Wednesday, September 21, 2022

NIGHT OF THE COMET (Thom Eberhardt, 1984, USA)

 

Here at the end of the world, girls just want to have fun and kick some ass! Just because the human race has been reduced to red dust doesn’t mean fashion has to suffer. Director Thom Eberhardt’s apocalyptical valley girl motif is an admixture of Boris Sagal’s THE OMEGA MAN combined with George Romero’s DAWN OF THE DEAD and gives birth to a pleasing mutation of spliced genres.

The earth passes through a comet’s tail, its elliptical orbit resulting in a nexus once every 65 million years or so: in other words, the last time was the Cretaceous-Tertiary Extinction Event. This fact joyfully passes above the heads of most except a small band of scientists, comprising a think-tank concentrated deep in the California desert. As the human race parties like it’s 1999, the irradiated particles reduce every living creature to a fine red powder. (The dinosaurs were not disintegrated because we have a fossil record, but this conundrum is never explored). The story revolves around two sisters who survived the event, their violently fashionable adventures, and the rise of a new world order, all with tongue planted firmly in cheek.

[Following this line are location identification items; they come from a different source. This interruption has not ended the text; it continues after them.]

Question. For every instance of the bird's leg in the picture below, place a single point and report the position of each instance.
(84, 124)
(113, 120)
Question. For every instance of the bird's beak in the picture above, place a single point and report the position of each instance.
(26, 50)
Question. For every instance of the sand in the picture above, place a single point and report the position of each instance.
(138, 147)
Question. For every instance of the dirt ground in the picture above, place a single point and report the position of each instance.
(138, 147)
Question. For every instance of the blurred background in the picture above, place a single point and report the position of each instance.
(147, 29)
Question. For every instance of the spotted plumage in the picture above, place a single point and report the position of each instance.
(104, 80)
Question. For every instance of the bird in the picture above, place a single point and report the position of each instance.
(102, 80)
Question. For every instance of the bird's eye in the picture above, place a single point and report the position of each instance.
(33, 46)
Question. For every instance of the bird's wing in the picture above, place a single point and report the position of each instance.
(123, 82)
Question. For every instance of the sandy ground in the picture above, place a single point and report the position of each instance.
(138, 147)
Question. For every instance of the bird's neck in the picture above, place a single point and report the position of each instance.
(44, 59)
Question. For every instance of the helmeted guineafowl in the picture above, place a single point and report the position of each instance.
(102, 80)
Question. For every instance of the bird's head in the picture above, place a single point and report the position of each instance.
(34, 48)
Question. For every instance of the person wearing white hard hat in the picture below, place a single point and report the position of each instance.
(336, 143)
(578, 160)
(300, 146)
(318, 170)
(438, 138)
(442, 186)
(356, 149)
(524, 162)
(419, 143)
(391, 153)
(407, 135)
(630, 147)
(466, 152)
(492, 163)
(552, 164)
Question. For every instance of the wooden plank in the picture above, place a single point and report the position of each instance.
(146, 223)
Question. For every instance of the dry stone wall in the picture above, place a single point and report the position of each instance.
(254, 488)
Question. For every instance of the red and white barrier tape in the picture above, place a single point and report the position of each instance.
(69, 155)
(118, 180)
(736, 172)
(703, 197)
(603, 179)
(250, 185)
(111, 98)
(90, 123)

Eberhardt focuses upon Regina and her cheerleader sister Samantha, but instead of relying on shallow caricature for a few cheap laughs allows them to develop a human complexion beneath their Max Factor foundation. The typical genre exercise is to project women as victims, objects that serve a facile proposition, mannequins that rarely ascend towards empowerment. Here, Regina and Sam may bicker and argue about clothes and boyfriends, but they share a deep familial bond and become acutely aware of the world’s end…and suffer the emotional burden. And they can take care of themselves.

 The girls learn two distinct lessons from the apocalypse: first, never bring shoes to a gun fight and second, never cross against the light.